The W3C Internationalization Working Group has issued a second Last Call Working Draft specification defining a Character Model for the World Wide Web 1.0. The document is an Architectural Specification designed to provide "a common reference for interoperable text manipulation on the World Wide Web. Topics addressed include encoding identification, early uniform normalization, string identity matching, string indexing, and URI conventions, building on the Universal Character Set, defined jointly by Unicode and ISO/IEC 10646. Some introductory material on characters and character encodings is also provided." The goal of the specification is to "facilitate use of the Web by all people, regardless of their language, script, writing system, and cultural conventions, in accordance with the W3C goal of universal access; one basic prerequisite to achieve this goal is to be able to transmit and process the characters used around the world in a well-defined and well-understood way." The W3C I18N Working Group invites comments on the specification through the end of the review period, May 31, 2002. "Due to the architectural nature of this document, it affects a large number of W3C Working Groups, but also software developers, content developers, and writers and users of specifications outside the W3C that have to interface with W3C specifications. Because review comments play an important role in ensuring a high quality specification, the WG encourages readers to review this Last Call Working Draft carefully."
Bibliographic information: Character Model for the World Wide Web 1.0. W3C Working Draft 30-April-2002. Edited by Martin J. Dürst (W3C), François Yergeau (Alis Technologies), Richard Ishida (Xerox Global Services), Misha Wolf (Reuters Ltd.), Asmus Freytag (ASMUS, Inc.), and Tex Texin (Progress Software Corp.). Version URL: http://www.w3.org/TR/2002/WD-charmod-20020430. Latest version URL: http://www.w3.org/TR/charmod. Previous version URL: http://www.w3.org/TR/2002/WD-charmod-20020220. Also in XML and ZIP archive formats.
From the I18N activity statement: "The Character Model gives directions and guidelines for other W3C Recommendations, to make sure that the internationalization features of the various W3C specifications fit together, and that the common base of the Web architecture is clearly defined. A core point of the W3C Character Model is the understanding that more and more the Web as a whole has to be seen as a single application. The W3C Character Model therefore assumes that any kind of text processing is done using the Universal Character Set (UCS), defined jointly by The Unicode Standard and ISO/IEC 10646. When text data is actually transmitted over a network, various character encodings may be used, but it always has to be made clear what character encoding is used. For consistent behavior on the Web, in some cases, additional specifications associated with ISO 10646/Unicode are needed. One example is the way that characters which may consist of more than one element (such as accented characters) are transmitted. For example, a character like é might be sent as an 'e' character and a separate acute accent, or as a single character. On the Web, one of these methods of sending the character should be considered the 'normal' form, so that processing software can deal more predictably with these characters. The Character Model specifies the 'normal' form, based on work by the Unicode Consortium. For the example above, using a single character is the normal form. The character model also discusses how to count characters in various circumstances, and defines a consistent and backwards-compatible way to include non-ASCII characters in URIs..."

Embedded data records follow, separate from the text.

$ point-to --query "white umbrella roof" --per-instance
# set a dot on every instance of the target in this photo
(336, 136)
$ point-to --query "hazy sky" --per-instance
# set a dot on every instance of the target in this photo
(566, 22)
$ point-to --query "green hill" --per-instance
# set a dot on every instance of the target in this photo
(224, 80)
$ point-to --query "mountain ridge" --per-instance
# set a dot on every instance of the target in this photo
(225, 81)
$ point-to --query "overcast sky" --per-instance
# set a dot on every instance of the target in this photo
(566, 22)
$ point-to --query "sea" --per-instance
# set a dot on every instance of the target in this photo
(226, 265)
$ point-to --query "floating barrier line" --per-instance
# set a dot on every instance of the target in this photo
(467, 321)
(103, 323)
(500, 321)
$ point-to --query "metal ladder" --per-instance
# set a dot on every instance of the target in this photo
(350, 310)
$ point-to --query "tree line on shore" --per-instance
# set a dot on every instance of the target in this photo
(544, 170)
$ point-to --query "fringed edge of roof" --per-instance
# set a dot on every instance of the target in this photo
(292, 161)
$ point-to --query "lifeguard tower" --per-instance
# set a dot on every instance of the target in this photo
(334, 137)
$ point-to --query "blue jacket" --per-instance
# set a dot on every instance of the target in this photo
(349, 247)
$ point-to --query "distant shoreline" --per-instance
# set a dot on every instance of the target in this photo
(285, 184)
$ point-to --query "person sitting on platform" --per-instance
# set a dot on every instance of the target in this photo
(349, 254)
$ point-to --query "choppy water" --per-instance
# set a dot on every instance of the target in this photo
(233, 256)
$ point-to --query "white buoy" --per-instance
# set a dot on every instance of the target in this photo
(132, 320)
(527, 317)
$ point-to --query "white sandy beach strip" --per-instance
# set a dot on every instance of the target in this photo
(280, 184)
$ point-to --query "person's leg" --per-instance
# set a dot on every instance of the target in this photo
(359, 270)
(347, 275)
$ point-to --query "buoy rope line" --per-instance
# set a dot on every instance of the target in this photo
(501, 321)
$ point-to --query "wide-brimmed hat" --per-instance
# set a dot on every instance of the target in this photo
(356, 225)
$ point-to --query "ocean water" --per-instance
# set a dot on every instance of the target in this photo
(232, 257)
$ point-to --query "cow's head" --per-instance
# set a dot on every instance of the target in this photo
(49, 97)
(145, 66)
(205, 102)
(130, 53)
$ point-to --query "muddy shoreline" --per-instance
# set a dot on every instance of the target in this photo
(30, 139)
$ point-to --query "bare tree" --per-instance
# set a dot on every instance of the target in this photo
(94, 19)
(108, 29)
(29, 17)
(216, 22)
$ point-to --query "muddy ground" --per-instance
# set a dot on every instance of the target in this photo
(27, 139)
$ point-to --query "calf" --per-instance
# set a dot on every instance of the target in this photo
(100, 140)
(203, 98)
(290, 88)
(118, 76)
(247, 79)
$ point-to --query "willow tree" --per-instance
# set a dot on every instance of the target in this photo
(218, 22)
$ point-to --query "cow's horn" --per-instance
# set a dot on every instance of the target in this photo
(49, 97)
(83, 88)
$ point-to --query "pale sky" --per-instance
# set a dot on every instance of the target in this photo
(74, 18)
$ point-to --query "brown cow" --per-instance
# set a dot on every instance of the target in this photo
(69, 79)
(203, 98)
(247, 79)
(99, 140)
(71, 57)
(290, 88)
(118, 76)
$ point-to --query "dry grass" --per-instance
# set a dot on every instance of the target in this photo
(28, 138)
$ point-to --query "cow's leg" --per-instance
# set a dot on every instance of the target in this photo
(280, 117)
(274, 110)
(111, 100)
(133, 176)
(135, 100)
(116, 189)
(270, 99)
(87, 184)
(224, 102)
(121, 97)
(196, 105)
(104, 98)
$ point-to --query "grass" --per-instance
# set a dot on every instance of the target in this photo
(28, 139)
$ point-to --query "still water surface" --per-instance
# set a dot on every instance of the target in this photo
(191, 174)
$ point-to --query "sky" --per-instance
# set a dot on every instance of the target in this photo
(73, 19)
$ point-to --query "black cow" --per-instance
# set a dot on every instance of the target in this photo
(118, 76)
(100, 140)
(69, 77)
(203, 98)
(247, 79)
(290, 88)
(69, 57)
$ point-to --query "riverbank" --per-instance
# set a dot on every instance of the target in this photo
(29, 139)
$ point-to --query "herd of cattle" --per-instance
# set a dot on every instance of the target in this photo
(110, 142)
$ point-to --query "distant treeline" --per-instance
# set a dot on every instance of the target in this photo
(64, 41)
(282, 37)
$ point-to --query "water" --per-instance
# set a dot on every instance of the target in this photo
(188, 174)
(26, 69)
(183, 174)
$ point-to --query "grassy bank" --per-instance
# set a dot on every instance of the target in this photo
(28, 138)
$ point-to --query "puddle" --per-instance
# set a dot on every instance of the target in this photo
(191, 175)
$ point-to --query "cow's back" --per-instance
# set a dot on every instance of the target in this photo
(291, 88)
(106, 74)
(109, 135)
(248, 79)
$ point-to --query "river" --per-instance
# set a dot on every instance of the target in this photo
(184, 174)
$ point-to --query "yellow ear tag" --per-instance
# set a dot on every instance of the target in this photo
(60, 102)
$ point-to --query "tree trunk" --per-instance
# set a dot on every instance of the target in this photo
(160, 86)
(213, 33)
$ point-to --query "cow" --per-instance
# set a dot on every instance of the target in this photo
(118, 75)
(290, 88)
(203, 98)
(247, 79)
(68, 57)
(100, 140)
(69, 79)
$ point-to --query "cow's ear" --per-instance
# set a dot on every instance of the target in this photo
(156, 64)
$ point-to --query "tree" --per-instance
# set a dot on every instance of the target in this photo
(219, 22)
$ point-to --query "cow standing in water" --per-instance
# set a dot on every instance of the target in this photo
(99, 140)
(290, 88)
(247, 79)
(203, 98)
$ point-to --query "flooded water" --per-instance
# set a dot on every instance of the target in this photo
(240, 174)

From the document Introduction:
All W3C specifications must conform to this document; see section 2 on 'Conformance'. Authors of other specifications, for example, IETF specifications, are strongly encouraged to take guidance from it.
The main target audience of this document is W3C specification developers. This document defines conformance requirements for other W3C specifications. This document and parts of it can also be referenced from other W3C specifications.
Other audiences of this document include software developers, content developers, and authors of specifications outside the W3C. Software developers and content developers implement and use W3C specifications. This document defines some conformance requirements for software developers and content developers that implement and use W3C specifications. It also helps software developers and content developers to understand the character-related provisions in other W3C specifications.
The character model described in this document provides authors of specifications, software developers, and content developers with a common reference for consistent, interoperable text manipulation on the World Wide Web. Working together, these three groups can build a more international Web.
Topics addressed include encoding identification, early uniform normalization, string identity matching, string indexing, and URI conventions. Some introductory material on characters and character encodings is also provided. Topics not addressed or barely touched include collation (sorting), fuzzy matching and language tagging. Some of these topics may be addressed in a future version of this specification.
At the core of the model is the Universal Character Set (UCS), defined jointly by The Unicode Standard and ISO/IEC 10646. In this document, Unicode is used as a synonym for the Universal Character Set. The model will allow Web documents authored in the world's scripts (and on different platforms) to be exchanged, read, and searched by Web users around the world.